Marc Barrachin, managing director of New Product Development at S&P Global Market Intelligence, and Algirde Pipikaite, project lead of Industry Solutions at the Centre for Cybersecurity, World Economic Forum, renewed calls for a global standard for reporting cyberattacks in a Nov. 6 Harvard Busines Review article.
In their article, the authors argue that cyberattacks are one of the top global risks and say the main challenge in managing cybersecurity is the data gap.
“Very little cyber data is broadly available, making it difficult to objectively evaluate the potential impact of incidents,” the authors wrote. “Through our work with stakeholders across regions and industries, we propose an approach to identifying what to measure, how to capture the required data, and how to make it useful.”
To improve cybersecurity, the authors make their case for why sharing information across organizations and regions should be improved and the importance of compliance.

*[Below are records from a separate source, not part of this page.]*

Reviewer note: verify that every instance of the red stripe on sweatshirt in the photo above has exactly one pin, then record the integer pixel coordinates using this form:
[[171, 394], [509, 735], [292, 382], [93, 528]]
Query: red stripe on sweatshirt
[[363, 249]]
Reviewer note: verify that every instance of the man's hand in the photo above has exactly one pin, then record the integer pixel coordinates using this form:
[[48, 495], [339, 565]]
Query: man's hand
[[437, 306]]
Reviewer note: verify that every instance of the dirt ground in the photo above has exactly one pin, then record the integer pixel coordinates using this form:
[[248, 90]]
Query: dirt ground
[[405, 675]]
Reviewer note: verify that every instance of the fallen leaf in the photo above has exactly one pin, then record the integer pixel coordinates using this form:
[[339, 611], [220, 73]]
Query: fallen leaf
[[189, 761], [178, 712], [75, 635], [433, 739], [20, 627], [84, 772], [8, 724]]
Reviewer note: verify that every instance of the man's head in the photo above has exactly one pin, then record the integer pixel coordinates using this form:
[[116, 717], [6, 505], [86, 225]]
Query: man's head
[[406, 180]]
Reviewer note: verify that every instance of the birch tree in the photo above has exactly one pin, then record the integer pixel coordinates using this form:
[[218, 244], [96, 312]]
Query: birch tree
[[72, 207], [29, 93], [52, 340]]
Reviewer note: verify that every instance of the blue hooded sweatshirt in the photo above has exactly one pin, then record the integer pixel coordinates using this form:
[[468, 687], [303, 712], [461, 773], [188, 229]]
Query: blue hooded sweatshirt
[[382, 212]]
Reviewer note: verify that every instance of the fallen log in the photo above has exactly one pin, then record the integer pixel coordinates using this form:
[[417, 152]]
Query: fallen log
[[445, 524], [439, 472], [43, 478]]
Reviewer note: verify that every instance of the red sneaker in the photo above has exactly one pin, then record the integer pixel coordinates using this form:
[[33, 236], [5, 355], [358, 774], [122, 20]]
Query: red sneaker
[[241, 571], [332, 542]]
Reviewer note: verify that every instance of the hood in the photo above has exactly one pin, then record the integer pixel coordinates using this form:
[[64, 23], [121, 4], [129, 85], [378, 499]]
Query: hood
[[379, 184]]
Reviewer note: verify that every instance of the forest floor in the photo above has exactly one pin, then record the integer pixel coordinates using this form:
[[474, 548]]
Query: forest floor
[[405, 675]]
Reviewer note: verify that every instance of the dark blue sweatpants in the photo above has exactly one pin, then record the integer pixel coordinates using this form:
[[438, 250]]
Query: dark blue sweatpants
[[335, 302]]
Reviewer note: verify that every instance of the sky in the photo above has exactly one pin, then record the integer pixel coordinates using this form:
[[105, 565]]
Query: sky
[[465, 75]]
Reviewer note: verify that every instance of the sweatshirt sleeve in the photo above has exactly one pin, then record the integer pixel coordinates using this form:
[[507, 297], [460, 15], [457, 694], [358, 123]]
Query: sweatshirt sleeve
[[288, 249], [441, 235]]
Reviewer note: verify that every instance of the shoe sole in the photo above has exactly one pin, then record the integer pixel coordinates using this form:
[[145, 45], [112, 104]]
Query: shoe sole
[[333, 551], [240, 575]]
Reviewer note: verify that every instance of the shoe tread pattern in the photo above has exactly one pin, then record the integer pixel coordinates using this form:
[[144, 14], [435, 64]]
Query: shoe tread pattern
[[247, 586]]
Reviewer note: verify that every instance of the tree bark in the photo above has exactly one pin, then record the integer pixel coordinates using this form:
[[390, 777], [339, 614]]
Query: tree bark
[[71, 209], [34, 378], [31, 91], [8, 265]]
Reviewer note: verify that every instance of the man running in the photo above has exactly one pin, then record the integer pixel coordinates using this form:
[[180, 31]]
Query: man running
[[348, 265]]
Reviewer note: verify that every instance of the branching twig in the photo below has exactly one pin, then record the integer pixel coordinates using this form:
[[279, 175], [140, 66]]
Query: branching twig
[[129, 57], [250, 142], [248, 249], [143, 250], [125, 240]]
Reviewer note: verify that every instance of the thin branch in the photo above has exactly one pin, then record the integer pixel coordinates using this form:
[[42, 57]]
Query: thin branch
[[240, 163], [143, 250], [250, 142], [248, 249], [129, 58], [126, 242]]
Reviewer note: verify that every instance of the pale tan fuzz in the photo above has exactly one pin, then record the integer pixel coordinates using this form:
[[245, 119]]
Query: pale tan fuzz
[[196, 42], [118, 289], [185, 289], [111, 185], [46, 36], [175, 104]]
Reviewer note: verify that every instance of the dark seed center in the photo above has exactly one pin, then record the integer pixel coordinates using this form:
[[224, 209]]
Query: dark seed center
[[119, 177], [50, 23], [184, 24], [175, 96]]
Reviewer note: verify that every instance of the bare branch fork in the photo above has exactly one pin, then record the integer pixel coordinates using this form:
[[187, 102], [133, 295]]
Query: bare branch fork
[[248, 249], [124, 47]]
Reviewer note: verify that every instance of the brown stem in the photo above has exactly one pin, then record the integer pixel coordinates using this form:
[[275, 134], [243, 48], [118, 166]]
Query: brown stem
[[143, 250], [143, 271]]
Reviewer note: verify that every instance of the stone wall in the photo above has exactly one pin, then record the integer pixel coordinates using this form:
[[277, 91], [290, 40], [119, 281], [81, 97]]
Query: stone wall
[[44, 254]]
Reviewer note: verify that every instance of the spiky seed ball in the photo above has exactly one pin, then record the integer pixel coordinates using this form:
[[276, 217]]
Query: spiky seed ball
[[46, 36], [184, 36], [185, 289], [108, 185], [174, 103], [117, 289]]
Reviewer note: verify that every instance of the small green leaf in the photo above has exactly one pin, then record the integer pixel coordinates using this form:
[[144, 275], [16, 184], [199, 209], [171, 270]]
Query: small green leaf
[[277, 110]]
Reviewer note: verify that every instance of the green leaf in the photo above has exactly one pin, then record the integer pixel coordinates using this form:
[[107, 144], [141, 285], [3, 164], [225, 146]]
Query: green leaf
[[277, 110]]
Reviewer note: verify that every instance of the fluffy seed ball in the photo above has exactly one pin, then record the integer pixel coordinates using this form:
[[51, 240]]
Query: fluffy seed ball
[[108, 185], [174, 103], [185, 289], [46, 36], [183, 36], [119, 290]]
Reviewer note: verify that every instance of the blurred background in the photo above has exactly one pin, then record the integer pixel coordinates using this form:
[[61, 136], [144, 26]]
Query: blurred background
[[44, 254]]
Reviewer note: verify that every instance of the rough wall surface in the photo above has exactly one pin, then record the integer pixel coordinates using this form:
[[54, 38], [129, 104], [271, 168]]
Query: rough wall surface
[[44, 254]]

“Information is power and, in cybersecurity, it’s the power to prevent other similar events,” Barrachin and Pipikaite said. “If a breach occurs in one organization, we can be reasonably confident that the same malicious tactic will be used on another organization in the near future. If the data about that first known breach is made available, other organizations can prepare themselves and ensure that the same vulnerability is not used against them.”

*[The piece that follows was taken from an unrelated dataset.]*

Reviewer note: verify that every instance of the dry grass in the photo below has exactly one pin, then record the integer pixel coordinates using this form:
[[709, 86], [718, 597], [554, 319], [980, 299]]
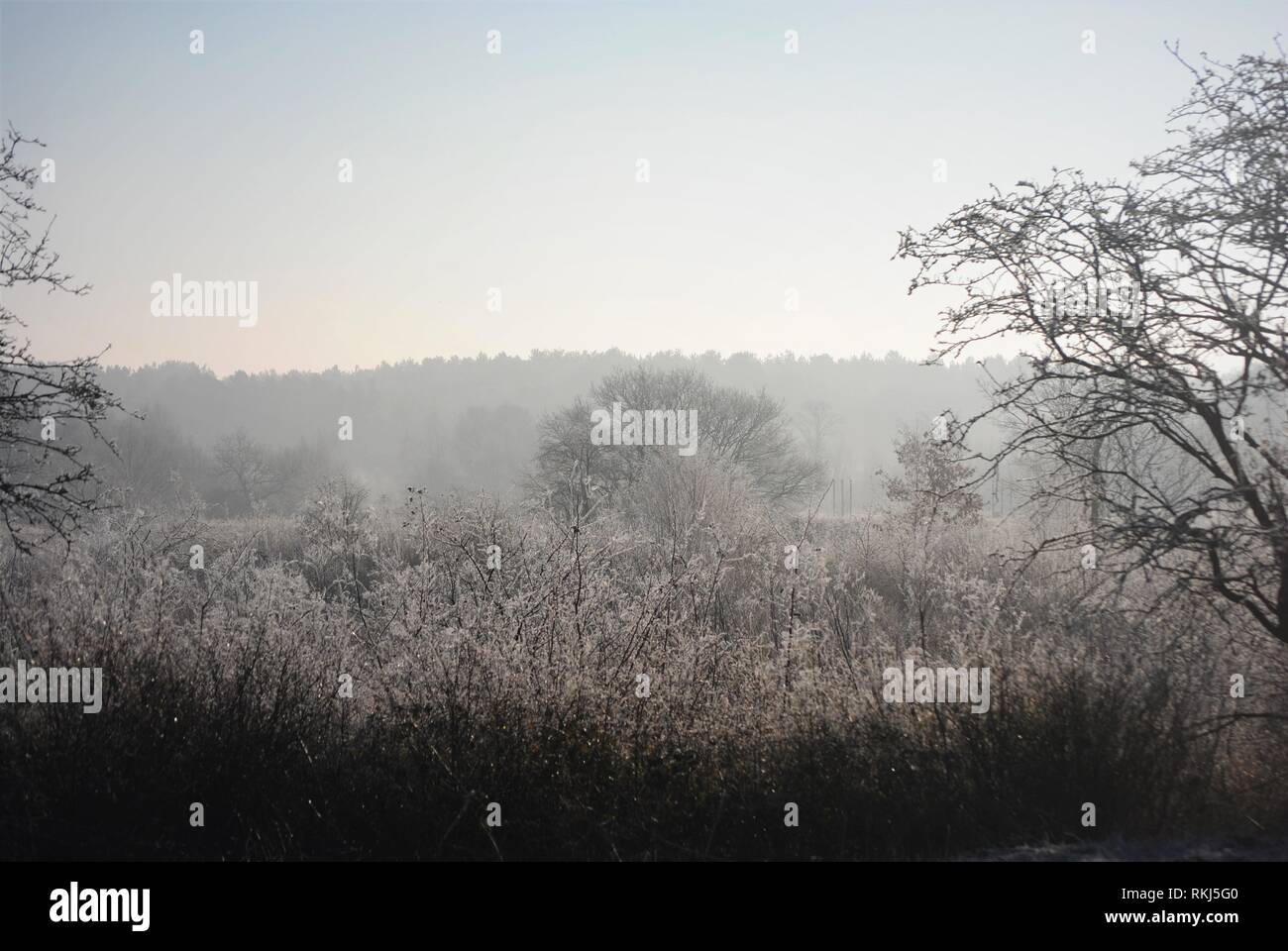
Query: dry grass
[[519, 686]]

On top of helping similar organizations defend against similar attacks, improved information sharing benefits regulators and law enforcement by allowing them to “objectively manage incentives to guide corporate cybersecurity governance, data gathering, and information sharing.”
In order to figure out what exactly should be shared and measured when it comes to cyberattacks, the authors call for “a standard taxonomy of cyber events”
They said the taxonomy should include:
- “Dates relevant to the incident (when it occurred, when it was initially detected, when it was reported)
- Type of incident (breach, malware, distributed denial of service [DDoS], etc.)
- Size of impact on financial results or ability to conduct business
- Type of impact (data breach, financial loss, operational, legal, reputational, intellectual property, etc.)
- [A] method used to access the network or data (phishing, ransomware, virus, zero-days exploitation, etc.)
- How the incident was resolved (patch, update firewall configuration or software, etc.) and cost of the resolution”
The article acknowledges that organizations may be hesitant to share information about their attack publicly, for fear of disclosing vulnerabilities, as well as reputational or financial damage. To that end, the authors say that it is important to guarantee anonymity to organizations that report cyber incidents. However, the do argue that “in order to make the cyber breach data relevant, each incident should be tagged to firmographics, such as the organization’s industry type, range of revenue, number of employees, geographic footprint, so that organizations with similar profiles can identify potential threats and impact.”
The article also addresses the role regulators play in staving off cyberattacks. “[M]ost regulators aren’t asking for the right kinds of information to be useful if shared,” Barrachin and Pipikaite wrote. “The U.S. Securities and Exchange Commission, for example, requires publicly traded companies to disclose their cyber risk exposure, but doesn’t demand the specific kinds of data we describe above. Thus, it’s not surprising that most companies simply offer a boilerplate legal disclaimer that gives no insight into exposure or preparedness.”
To ensure that needed data is reported, the authors call for a public-private partnership that will give impacted organizations the operational support needed to monitor their security and share information via “a trusted resource.”